Abstract : While working on projects that involve inference with embedding models, inference error rates were a major headache for us. We tested a few inference engines, like HuggingFace’s Text Embeddings Inference (TEI), which had a 94% error rate and Infinity Inference Engine, with a 37% error rate, both on higher context lengths (8000 tokens). Moreover, it is observed that TEI crashes when the input context length is 16000 tokens. With numbers like these, these tools weren’t ready for production deployment. So, we decided to build a new inference engine specifically to solve this problem. We called it Bud Latent, and it works. We reduced the error rate to under 1%.

Bud Latent is designed to optimize inference for embedding models in enterprise-scale deployments. Our benchmark results reveal that Bud Latent outperforms TEI by up to 90% and the Infinity by up to 85%, while also delivering a 1.4x performance boost on CPUs. With this performance and less than 1% error rate, Bud Latent is currently the most production-ready inference engine for embedding models.

We are introducing Bud Latent, a new inference engine added to the Bud Runtime stack, designed to optimize inference for embedding models in enterprise-scale deployments. Initial benchmarks indicate that Bud Latent offers up to a 90% improvement in inference performance compared to Hugging Face’s Text Embeddings Inference (TEI) and up to 85% increase compared to Infinity inference engine (torch backend), along with a 1.4x performance boost on CPUs.

Bud Latent is a production-ready inference engine with an error rate of less than 1%, compared to 94% for TEI and 37% for Infinity on higher context lengths (8000 tokens). Moreover, it is observed that TEI crashes when the input context length is 16000 tokens. The Bud Latent runtime supports a range of hardware and device architectures, including Intel, AMD CPUs, AMD ROCM, Nvidia CUDA devices, AWS Inferentia for cloud inference, and Apple Silicon & Intel Core Ultra for client-side inference. The platform also supports horizontal scaling, routing, and OpenAI-compatible APIs.

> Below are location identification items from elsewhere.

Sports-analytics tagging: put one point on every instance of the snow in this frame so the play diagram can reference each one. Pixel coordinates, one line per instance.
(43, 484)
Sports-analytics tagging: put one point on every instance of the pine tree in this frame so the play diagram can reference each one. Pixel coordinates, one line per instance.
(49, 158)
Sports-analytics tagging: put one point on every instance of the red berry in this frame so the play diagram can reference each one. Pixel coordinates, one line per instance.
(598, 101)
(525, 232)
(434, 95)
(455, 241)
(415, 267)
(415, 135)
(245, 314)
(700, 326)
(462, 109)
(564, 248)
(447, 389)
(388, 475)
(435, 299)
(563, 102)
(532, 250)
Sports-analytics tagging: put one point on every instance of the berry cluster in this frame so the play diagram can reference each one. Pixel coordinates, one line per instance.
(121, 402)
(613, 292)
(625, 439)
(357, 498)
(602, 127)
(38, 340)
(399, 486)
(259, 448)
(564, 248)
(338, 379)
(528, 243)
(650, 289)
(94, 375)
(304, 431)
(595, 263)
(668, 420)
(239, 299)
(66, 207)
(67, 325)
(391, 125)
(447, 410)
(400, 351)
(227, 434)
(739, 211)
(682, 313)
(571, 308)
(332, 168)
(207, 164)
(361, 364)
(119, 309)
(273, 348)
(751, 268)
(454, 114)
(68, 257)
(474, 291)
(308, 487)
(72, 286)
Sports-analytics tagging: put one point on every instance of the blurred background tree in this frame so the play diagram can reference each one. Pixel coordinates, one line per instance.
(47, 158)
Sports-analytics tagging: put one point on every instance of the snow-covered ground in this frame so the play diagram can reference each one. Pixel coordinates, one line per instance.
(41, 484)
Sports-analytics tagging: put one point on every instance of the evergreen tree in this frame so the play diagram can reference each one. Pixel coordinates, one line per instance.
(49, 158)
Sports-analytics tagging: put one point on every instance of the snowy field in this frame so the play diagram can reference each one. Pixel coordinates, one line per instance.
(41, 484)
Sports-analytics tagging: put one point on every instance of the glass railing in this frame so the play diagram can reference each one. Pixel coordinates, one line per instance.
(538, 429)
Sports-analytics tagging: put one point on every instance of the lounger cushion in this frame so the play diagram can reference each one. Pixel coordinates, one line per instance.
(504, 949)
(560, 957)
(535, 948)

Graph 1 : Latency vs. number of requests comparison between Bud Latent, TEI and Infinity. Benchmark experiments conducted with model : gte-large-en-v1.5 on an Intel Xeon Platinum 8592V processor with 32 cores and 40GB of memory.

Graph 2 : Failed Requests vs. number of input tokens comparison between Bud Latent, TEI and Infinity. Benchmark experiments conducted with model : gte-large-en-v1.5 on an Intel Xeon Platinum 8592V processor with 32 cores and 40GB of memory.

The Growing Need for High-Performance Embeddings Inference

As enterprises increasingly rely on embedding models to power critical applications such as search relevance, content personalization, fraud detection, and knowledge management, the demand for robust, high-performance inference solutions has never been greater. Traditional inference engines often struggle with high error rates, high latency and cost inefficiencies, hindering real-time applications and large-scale deployments.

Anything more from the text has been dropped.